Na publicidade de carne, as mulheres são frequentemente retratadas como objetos sexuais, o que reforça a ideia de que seu valor está ligado à sua aparência e capacidade de agradar aos homens. Assim como os animais, somos objetos de consumo. De acordo com Adams, essa objetificação é resultado de uma cultura patriarcal que naturaliza a dominação masculina sobre as mulheres e a exploração dos animais. Assim como o boi é bife e costela, as mulheres são peitos e bunda. Termos que o patriarcado usa para nos dissociar da nossa integridade como seres vivos e sencientes. Esse conceito é definido pela autora como “referente ausente”. Ela escreve:
“Por trás de toda refeição com carne, há uma ausência: a morte do animal cujo lugar é ocupado pela carne. O “referente ausente” é o que separa o carnívoro do animal e o animal do produto final. A função do referente ausente é manter a nossa “carne” separada de qualquer ideia de que ela ou ele já foi um animal, manter longe da refeição o “múuu” ou o “béé”, evitar que algo seja visto como alguém. Uma vez que a existência da carne é desligada da existência de um animal que foi morto para se tornar “carne”, esta fica desancorada do seu referente original (o animal), tornando- se, em vez disso, uma imagem que não está ligada a nada, imagem esta usada frequentemente para refletir o status feminino, assim como o dos animais. Os animais são o referente ausente no ato de comer carne; tornam-se também o referente ausente nas imagens de mulheres subjugadas, fragmentadas ou consumíveis.” (pág 14, 15)

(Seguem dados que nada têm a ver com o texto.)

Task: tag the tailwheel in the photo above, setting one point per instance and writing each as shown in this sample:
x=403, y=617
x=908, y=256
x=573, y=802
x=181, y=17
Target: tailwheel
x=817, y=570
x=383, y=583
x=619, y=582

Quando falamos sobre uma alimentação baseada em plantas, é comum haver uma resistência maior por parte de homens. Uma pesquisa realizada no Reino Unido e nos Estados Unidos aponta que a maior parte das pessoas que seguem uma alimentação vegetariana são mulheres. Acredito que se a pesquisa fosse realizada no Brasil não veríamos um cenário muito diferente. O motivo disso é complexo e permeia a virilidade, o masculinismo e a misoginia; fortes pulsores que levam homens a enxergar na carne uma validação para sua masculinidade.
Em tradução literal a placa acima – de um restaurante de saladas – diz: “Tão boa, que até os caras gostam das nossas saladas”. Sobre isso, Adams afirma:
“Homens que comem carne e batata são o nosso estereótipo de homem forte e vigoroso, rude e disposto, capaz. Mike Ditka, técnico de futebol americano e celebridade, é dono de um restaurante que anuncia “comida de He-Man”, como bife e costeleta de porco. A masculinidade de um sujeito é afirmada pelo que ele come.” (pág 40)
Esse pensamento foi reforçado pelas propagandas de tal forma que ainda hoje você pode encontrar pessoas relacionando o fato de algum homem ser vegetariano/vegano com ser gay ou não sentir atração por mulheres. Comer vegetais é coisa de mulher, “sexo frágil” não combina com uma dieta farta em carnes. Esse conceito é nomeado como “carnalidade” pela autora.
A opressão das mulheres e dos animais está profundamente entrelaçada em nossa sociedade. Segundo Adams, o sistema que permite a exploração de animais é o mesmo que permite a opressão das mulheres e outras minorias. Essa opressão muitas vezes se sobrepõe e se retroalimenta. Por exemplo, a exploração da pecuária envolve uma grande quantidade de trabalho físico, que muitas vezes é realizado por trabalhadores marginalizados, como imigrantes e pessoas de baixa renda. Esses trabalhadores geralmente sofrem abusos e condições precárias de trabalho, o que é um reflexo da maneira como a sociedade trata as minorias.
Por isso, entender a interconexão entre a opressão das mulheres e dos animais é fundamental para lutar contra essas injustiças de forma consciente e interseccional. O feminismo deve ser interseccional.
Esses são apenas alguns dos pontos levantados por Carol J. Adams em seu livro e, se você gostou, recomendo que faça a leitura completa como primeiro passo para uma conscientização sobre a semiótica das opressões, que pode ser também o primeiro passo para a libertação feminina e animal.